Background: Tabular classification has long been dominated by tree models like XGBoost/LightGBM/CatBoost. In 2023, TabPFN introduced the paradigm of "feeding the entire training set as a prompt to a pretrained Transformer, producing all test predictions in a single forward pass," bringing in-context learning to tabular data. TabPFN-v2 (Nature 2025) further achieved SOTA scale and generalization via dual-axis attention, spawning a series of "tabular foundation models" (Tabular FM) such as LoCalPFN, TabICL, TabFlex, MixturePFN, etc.

Limitations of Prior Work: The authors identify a critical, widely overlooked flaw in this family of models—extreme sensitivity to the class prior in the training set. On imbalanced datasets like CostaMadre1, TabPFN-v2 predicts 98.3% of test samples as the majority class, even when train and test distributions are identical.

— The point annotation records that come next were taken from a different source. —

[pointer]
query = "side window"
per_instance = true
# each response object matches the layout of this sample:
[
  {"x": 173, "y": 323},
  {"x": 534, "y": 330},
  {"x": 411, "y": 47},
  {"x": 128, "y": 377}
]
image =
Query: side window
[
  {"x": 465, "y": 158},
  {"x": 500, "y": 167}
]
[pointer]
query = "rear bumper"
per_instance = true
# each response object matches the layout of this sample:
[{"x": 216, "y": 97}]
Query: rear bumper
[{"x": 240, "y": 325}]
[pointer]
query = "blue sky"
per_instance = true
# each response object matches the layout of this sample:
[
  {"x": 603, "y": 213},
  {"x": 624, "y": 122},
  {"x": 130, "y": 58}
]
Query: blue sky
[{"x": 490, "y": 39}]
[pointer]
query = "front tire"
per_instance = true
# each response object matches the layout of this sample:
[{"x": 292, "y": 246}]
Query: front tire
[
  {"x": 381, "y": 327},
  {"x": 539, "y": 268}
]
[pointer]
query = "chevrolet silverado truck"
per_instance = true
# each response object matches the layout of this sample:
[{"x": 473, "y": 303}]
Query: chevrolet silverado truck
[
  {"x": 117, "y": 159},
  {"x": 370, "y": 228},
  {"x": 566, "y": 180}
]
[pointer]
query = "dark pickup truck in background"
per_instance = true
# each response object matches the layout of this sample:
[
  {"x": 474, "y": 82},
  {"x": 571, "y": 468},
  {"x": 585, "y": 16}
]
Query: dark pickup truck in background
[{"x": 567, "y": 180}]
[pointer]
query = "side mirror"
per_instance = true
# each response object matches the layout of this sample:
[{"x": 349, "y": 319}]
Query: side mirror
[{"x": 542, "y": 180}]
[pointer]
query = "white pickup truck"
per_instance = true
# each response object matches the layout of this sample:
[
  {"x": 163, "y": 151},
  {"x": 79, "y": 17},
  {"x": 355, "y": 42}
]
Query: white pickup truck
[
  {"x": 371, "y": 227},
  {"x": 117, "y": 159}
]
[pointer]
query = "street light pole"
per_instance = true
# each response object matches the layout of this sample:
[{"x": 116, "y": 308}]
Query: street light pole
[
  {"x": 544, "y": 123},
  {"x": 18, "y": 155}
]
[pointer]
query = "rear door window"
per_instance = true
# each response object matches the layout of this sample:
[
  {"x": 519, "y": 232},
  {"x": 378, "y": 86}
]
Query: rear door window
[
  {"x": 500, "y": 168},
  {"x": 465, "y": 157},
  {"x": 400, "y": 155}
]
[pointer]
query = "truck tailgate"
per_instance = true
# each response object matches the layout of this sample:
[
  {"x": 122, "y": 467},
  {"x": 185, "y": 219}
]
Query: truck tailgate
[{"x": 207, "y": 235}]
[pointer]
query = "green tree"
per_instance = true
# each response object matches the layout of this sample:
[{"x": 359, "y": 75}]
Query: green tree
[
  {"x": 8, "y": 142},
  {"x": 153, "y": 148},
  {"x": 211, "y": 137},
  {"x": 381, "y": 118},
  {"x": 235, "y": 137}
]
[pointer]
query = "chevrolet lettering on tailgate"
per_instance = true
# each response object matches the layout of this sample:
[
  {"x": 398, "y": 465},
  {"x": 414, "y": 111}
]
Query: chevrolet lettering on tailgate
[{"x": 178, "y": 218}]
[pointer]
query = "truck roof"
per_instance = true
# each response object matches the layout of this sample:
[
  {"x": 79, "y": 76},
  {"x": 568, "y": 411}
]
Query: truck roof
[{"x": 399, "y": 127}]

Among the 253 OpenML datasets examined, 84.6% are imbalanced, meaning this flaw affects most real-world tabular tasks. Moreover, even slight label shift between train and test distributions causes a dramatic performance drop.

Key Challenge: Classical label shift correction methods (EME, BBE, Logit Adjustment, Balanced Softmax) either require retraining or estimating the test set label prior—compromising TabPFN's zero-shot advantage or being infeasible in real deployments. Moreover, enabling these methods in standard (no shift) settings actually degrades performance (EME/BBE on LoCalPFN drop 1.5/1.1 points w/o shift). Thus, the core issue is: existing methods require extra data, retraining, or harm standard performance.

Goal: (1) Provide a completely training-free plug-in posterior correction, (2) no need to estimate test priors, (3) preserve base model performance w/o shift, (4) deliver increasing gains as shift strength grows.

Key Insight: The fundamental difference between TabPFN-type models and traditional models is that the training set distribution is explicitly encoded in attention, not implicitly in model weights. Thus, \(p_{train}(y)\) is directly accessible and computable in TabPFN, whereas classical label shift methods must estimate priors from weights. Recognizing this, the solution becomes straightforward.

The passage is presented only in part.